Sunday, June 25, 2017

Bitcoin run could be short lived: AMD, NVIDIA

Advanced Micro Devices Inc.(AMD) and NVIDIA Corp. (NVDA) shares have been surging as investors bet demand for its graphic chip cards used to mine for cryptocurrency will continue unabated.



But while the likes of Bitcoin? and other digital currencies have been seeing huge gains in their prices, prompting scores of people to get into mining the coins, which requires computers with high-end graphics processors, some are warning the party could soon be over, which will pressure shares of both semiconductor companies. The computer-created coins people mine can either be held or sold for a profit.

Miners vs. Gamers
According to a report in MarketWatch, the highly speculative cryptocurrency market has resulted in both companies' graphic cards being hard to come by. When they are available, they often sell for much higher than the manufacturer's suggested retail price. That demand has even prompted Pacific Crest Securities bear to turn bullish and upgrade its rating on NVIDIA to sector weight from underweight. “Meetings with desktop graphics card manufacturers indicated a sharp reversal in sales trends expected for the seasonally weaker 2Q, with surging demand from cryptocurrency miners in China and Eastern Europe," analyst Michael McConnell wrote in a research note to clients. "The sharp increase in demand from cryptocurrency miners has rapidly depleted excess channel inventory carried into the quarter."

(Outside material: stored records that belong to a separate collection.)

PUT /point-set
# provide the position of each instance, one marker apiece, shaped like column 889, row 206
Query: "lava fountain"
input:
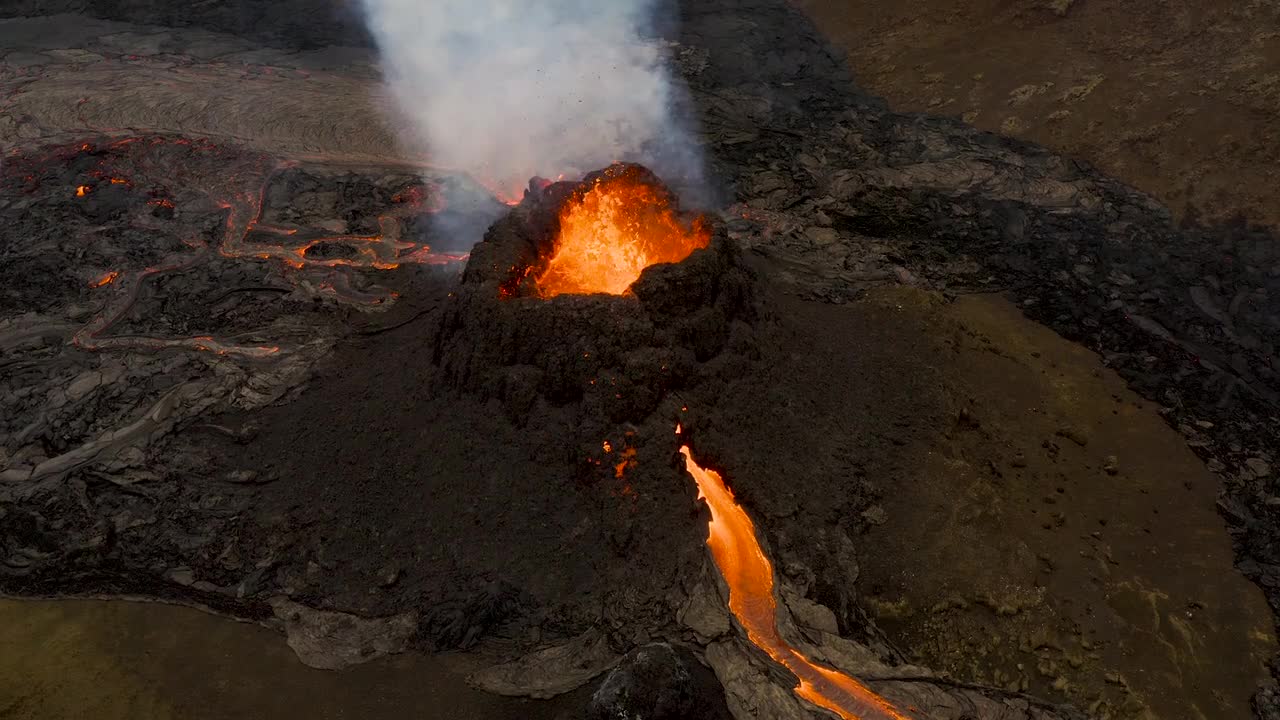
column 615, row 227
column 749, row 575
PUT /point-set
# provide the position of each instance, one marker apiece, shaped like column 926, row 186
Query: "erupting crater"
column 599, row 292
column 613, row 227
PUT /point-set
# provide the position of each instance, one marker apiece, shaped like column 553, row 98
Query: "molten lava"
column 612, row 231
column 106, row 278
column 749, row 575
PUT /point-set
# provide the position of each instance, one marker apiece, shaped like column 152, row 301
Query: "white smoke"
column 507, row 90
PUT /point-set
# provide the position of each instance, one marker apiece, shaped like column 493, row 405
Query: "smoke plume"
column 507, row 90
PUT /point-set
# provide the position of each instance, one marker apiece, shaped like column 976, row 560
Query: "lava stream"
column 749, row 575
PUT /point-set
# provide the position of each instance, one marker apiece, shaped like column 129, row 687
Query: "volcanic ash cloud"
column 508, row 90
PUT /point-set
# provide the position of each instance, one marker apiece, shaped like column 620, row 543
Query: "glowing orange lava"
column 749, row 575
column 612, row 231
column 106, row 278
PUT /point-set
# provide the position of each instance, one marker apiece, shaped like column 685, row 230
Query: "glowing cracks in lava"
column 105, row 278
column 746, row 570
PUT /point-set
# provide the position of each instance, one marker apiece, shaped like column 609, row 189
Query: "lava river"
column 749, row 574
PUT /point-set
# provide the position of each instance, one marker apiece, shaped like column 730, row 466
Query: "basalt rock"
column 616, row 355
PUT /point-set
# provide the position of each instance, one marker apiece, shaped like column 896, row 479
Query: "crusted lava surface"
column 455, row 468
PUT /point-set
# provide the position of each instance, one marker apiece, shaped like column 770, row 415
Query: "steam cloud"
column 506, row 90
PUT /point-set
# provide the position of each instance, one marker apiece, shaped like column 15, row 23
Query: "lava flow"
column 749, row 575
column 612, row 231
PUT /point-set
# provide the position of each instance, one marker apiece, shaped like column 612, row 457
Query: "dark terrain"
column 336, row 487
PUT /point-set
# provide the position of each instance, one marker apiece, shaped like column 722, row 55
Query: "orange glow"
column 108, row 278
column 611, row 232
column 749, row 575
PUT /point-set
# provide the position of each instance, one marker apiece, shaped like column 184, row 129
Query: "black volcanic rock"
column 617, row 355
column 658, row 682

But that wild demand also presents a lot of risk given that its only being driven by a speculative market. According to Marketwatch, there are just as many people who are unhappy with the cryptocurrency frenzy as there are who are making a profit from it That’s particularly true of PC gamers who have long been loyal customers to the chip companies. That segment of the market is getting increasingly frustrated when looking for graphic cards from AMD and NVIDIA to purchase. They are not only angry but are shifting their focus elsewhere, which could pressure sales in the future. What’s more, once the cryptocurrency bubble pops or people stop making huge profits, it could result in less demand for their cards, leaving them with excess inventory. Their components could eventually find their way to resale markets, reducing their value significantly. If it happens while the two are in the midst of launching new graphic cards, it could hurt sales as the slightly older hardware is selling for a bargain price, noted Marketwatch.